Animals in medical settings
The presence of dogs has been found to reduce distress in children during doctor’s visits116,117. Even brief interactions with a dog have been shown to decrease both physical and emotional perceptions of pain in children118 and the level of pain reduction is comparable to the use of oral acetaminophen, with and without codeine, in adults118.
Spending time with dogs has been shown to improve pain, fatigue, mood, and other measures of distress in individuals with fibromyalgia119 and other forms of chronic pain120. Patients recovering from hip or knee replacement surgery who spent 15 minutes with dogs prior to their physical therapy sessions reported less pain than those who did not interact with dogs121. Interactions with therapy dogs during chemotherapy reduced depression and improved arterial oxygen saturation122. Children recovering from the effects of anesthesia post-surgery benefited from interactions with therapy dogs on a number of levels, including perceptions of pain123. Of particular importance for healthcare organizations, the patients who interacted with the dogs also reported higher levels of satisfaction with their hospital stay.
Animals in therapeutic settings
Depression is a serious condition that affects millions of people. It is the leading cause of disability worldwide, and the World Health Organization estimates that more than 300 million people of all ages suffer from depression124. Using meta-analytic techniques, it has been demonstrated that participation in animal-assisted activities and animal-assisted therapy can produce significant improvements in depression125.

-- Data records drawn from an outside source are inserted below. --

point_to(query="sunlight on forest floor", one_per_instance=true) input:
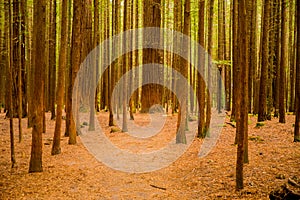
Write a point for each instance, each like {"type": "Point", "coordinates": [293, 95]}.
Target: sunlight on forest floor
{"type": "Point", "coordinates": [76, 174]}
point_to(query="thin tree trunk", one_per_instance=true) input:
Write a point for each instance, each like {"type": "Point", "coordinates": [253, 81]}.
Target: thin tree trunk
{"type": "Point", "coordinates": [61, 79]}
{"type": "Point", "coordinates": [297, 85]}
{"type": "Point", "coordinates": [242, 95]}
{"type": "Point", "coordinates": [38, 88]}
{"type": "Point", "coordinates": [9, 81]}
{"type": "Point", "coordinates": [283, 62]}
{"type": "Point", "coordinates": [262, 112]}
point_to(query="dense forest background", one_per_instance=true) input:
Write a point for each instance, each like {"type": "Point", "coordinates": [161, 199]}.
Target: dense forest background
{"type": "Point", "coordinates": [254, 46]}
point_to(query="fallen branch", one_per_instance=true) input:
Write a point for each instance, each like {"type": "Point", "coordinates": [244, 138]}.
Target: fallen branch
{"type": "Point", "coordinates": [161, 188]}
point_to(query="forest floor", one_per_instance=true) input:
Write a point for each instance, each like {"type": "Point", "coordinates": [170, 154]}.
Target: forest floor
{"type": "Point", "coordinates": [76, 174]}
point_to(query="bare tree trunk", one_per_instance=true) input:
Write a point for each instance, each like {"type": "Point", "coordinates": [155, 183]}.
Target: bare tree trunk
{"type": "Point", "coordinates": [242, 94]}
{"type": "Point", "coordinates": [200, 79]}
{"type": "Point", "coordinates": [61, 79]}
{"type": "Point", "coordinates": [262, 112]}
{"type": "Point", "coordinates": [284, 61]}
{"type": "Point", "coordinates": [38, 88]}
{"type": "Point", "coordinates": [9, 80]}
{"type": "Point", "coordinates": [52, 57]}
{"type": "Point", "coordinates": [297, 86]}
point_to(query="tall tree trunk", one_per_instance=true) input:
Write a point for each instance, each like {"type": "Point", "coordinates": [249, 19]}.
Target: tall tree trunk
{"type": "Point", "coordinates": [252, 53]}
{"type": "Point", "coordinates": [183, 111]}
{"type": "Point", "coordinates": [201, 64]}
{"type": "Point", "coordinates": [151, 93]}
{"type": "Point", "coordinates": [125, 66]}
{"type": "Point", "coordinates": [262, 112]}
{"type": "Point", "coordinates": [283, 61]}
{"type": "Point", "coordinates": [38, 88]}
{"type": "Point", "coordinates": [297, 85]}
{"type": "Point", "coordinates": [221, 50]}
{"type": "Point", "coordinates": [209, 74]}
{"type": "Point", "coordinates": [292, 50]}
{"type": "Point", "coordinates": [9, 80]}
{"type": "Point", "coordinates": [61, 78]}
{"type": "Point", "coordinates": [242, 94]}
{"type": "Point", "coordinates": [52, 57]}
{"type": "Point", "coordinates": [77, 45]}
{"type": "Point", "coordinates": [235, 56]}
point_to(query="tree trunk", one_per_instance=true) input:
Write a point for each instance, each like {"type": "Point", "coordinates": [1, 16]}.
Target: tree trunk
{"type": "Point", "coordinates": [262, 112]}
{"type": "Point", "coordinates": [9, 80]}
{"type": "Point", "coordinates": [151, 93]}
{"type": "Point", "coordinates": [77, 45]}
{"type": "Point", "coordinates": [38, 87]}
{"type": "Point", "coordinates": [242, 94]}
{"type": "Point", "coordinates": [52, 57]}
{"type": "Point", "coordinates": [61, 79]}
{"type": "Point", "coordinates": [200, 79]}
{"type": "Point", "coordinates": [297, 85]}
{"type": "Point", "coordinates": [283, 61]}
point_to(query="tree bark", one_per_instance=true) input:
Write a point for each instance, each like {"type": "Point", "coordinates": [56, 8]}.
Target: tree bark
{"type": "Point", "coordinates": [61, 79]}
{"type": "Point", "coordinates": [38, 87]}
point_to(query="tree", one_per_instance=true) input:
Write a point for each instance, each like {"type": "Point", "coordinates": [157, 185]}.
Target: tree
{"type": "Point", "coordinates": [209, 74]}
{"type": "Point", "coordinates": [76, 50]}
{"type": "Point", "coordinates": [151, 93]}
{"type": "Point", "coordinates": [125, 65]}
{"type": "Point", "coordinates": [201, 63]}
{"type": "Point", "coordinates": [262, 112]}
{"type": "Point", "coordinates": [180, 136]}
{"type": "Point", "coordinates": [38, 88]}
{"type": "Point", "coordinates": [52, 56]}
{"type": "Point", "coordinates": [283, 61]}
{"type": "Point", "coordinates": [9, 81]}
{"type": "Point", "coordinates": [61, 79]}
{"type": "Point", "coordinates": [297, 86]}
{"type": "Point", "coordinates": [242, 93]}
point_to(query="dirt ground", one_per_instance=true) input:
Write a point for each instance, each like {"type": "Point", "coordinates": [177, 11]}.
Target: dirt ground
{"type": "Point", "coordinates": [76, 174]}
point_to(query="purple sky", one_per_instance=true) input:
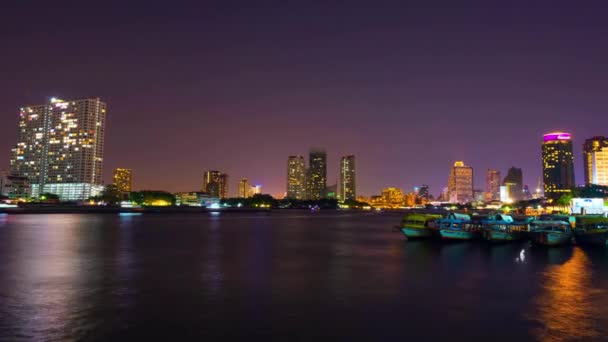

Children receiving treatment for ADHD showed significantly greater reductions in the severity of their symptoms during a canine-assisted intervention, than a control group of children who received similar treatment without a dog126. In a randomized control trial, adolescents admitted to a psychiatric hospital for acute mental disorders were found to have improved global functioning and increased school attendance following animal assisted activities127. Equine assisted therapy was found to be helpful in reducing violent attacks among long term hospitalized psychiatric patients128.
Animals in the classroom
A systematic review examining the association of companion animal ownership and developmental outcomes found evidence for positive associations between pet ownership and educational and cognitive outcomes, as well as social competence and social play (which lead to academic success)129.
Including therapy dogs in learning tasks with children has been linked to a wide variety of educational benefits, including improved performance of some cognitive130 and motor-skills tasks131 and increased adherence to instructions132. Researchers believe that the presence of a dog helps children to focus their attention on the task at hand, and provides children with the motivation to complete certain tasks130,133,134.
When a dog is present in the classroom, behavioral problems decrease, positive behaviors increase, communication improves, and increased attention is directed toward the teacher135.
A review of the literature on Reading to Dogs Programs recently concluded that reading to dogs has a number of beneficial effects that contribute not only to a positive learning environment, but also lead to improved reading performance136. An example of a particularly strong study discussed in that review involved 102 children aged 7-13 years who were identified as poor readers. The children were randomly assigned to read to a dog, or an adult, or a teddy bear or a no-reading control condition. After the 10-week intervention, a standardized measure of reading comprehension showed that students in the dog condition scored higher compared to baseline that students in the other conditions. This result is important because it uses a high-quality research methodology and a standardize measure of reading comprehension.
Another systematic review of all the research on animal related interventions in educational settings provides a compelling compilation of 25 studies suggesting potential benefits related to involving animals in school settings137. In fact, there is now a book detailing the many and varied ways that animals in classroom may help students learn138.
Animals in the workplace
Employees who bring their dog to work show decline in stress over the course of the day, while stress increases in those who leave their dogs at home. By the end of the day, those with dogs at home have significantly higher stress than those with dogs at work139.
When a workplace permits employees to bring their dogs to work, dog owning employees (whether they bring their dogs to work or not) score significantly higher on perceptions of job satisfaction, including subscales of communication, benefits, rewards, promotion, operating procedures, and pay139. Companion dogs have been found to increase prosocial behaviors in four person workgroups140.
In a study of 749 primarily female employees, the 22% who “often” brought their dog to work (in contrast to those who “sometimes” or “never” brought their dogs or work) reported above average dedication, absorption and total engagement. This group also experienced lower turnover intention, better work-based friendships, and general work-related quality of life. The authors noted that dog size, breed and training may be important considerations in the selection of an ideal work dog141.